General Motors Co has bought back the government's holdings of GM preferred stock issued in the automaker's bailout for $2.1 billion, the U.S. Treasury Department said on Wednesday.

Completion of the repurchase brings GM's total repayments to U.S. taxpayers to $23.1 billion, including $13.5 billion received from the automaker's initial public offering last month, the Treasury said. It also counts $6.7 billion in GM debt repayments and $800 million from interest and dividends.

The government has invested about $49.5 billion in GM, which was steered through a government-sponsored bankruptcy in 2009.

The GM Series A preferred stock buyback was agreed in October at a price of $25.50 a share. GM has said it expects to record a $700 million charge against fourth-quarter net income for the difference between the purchase price and the recorded value of the preferred shares.

The transaction reduces the Treasury's holdings in GM to about 500 million shares of common stock, or around a 33 percent stake following the IPO.

At GM's market price of $33.75 a share on Wednesday afternoon, that stake would be worth about $16.88 billion.

To break even on the bailout, however, the Treasury would have to sell its remaining GM shares at nearly $53 each, a massive increase from current levels and one that will likely require a much healthier economy and stronger GM sales and profits.

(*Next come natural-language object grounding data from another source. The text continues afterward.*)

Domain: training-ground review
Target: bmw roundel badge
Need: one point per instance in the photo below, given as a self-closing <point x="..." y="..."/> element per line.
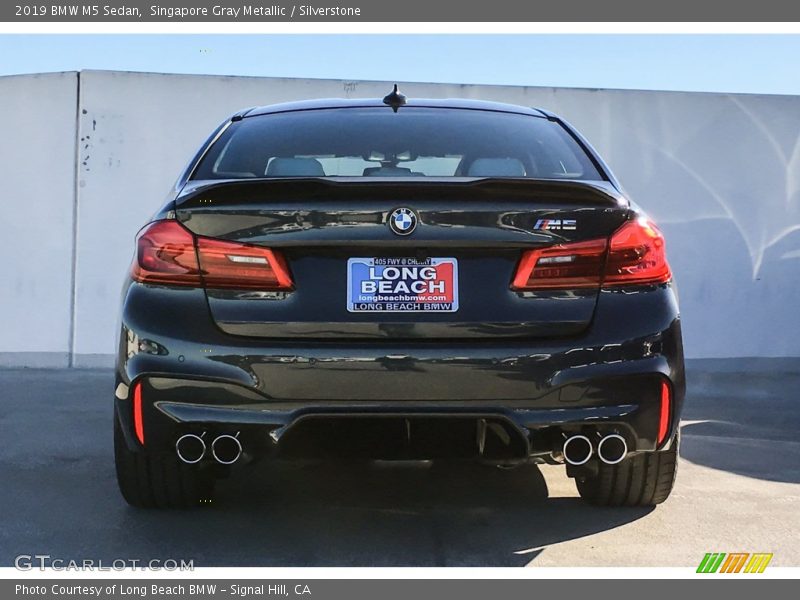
<point x="403" y="221"/>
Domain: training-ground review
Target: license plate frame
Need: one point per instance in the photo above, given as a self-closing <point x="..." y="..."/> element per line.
<point x="429" y="298"/>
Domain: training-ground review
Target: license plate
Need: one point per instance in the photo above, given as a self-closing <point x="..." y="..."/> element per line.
<point x="402" y="285"/>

The Treasury did not change its $50 billion estimate for the total final cost of the $700 billion Troubled Asset Relief Program. Coupled with gains from other interests in bailed-out insurer American International Group the net government cost is expected to be about $30 billion.

The Treasury said it has disbursed $389 billion from TARP and has received back $266.5 billion from repayments, sales of shares and warrants, interest and dividends.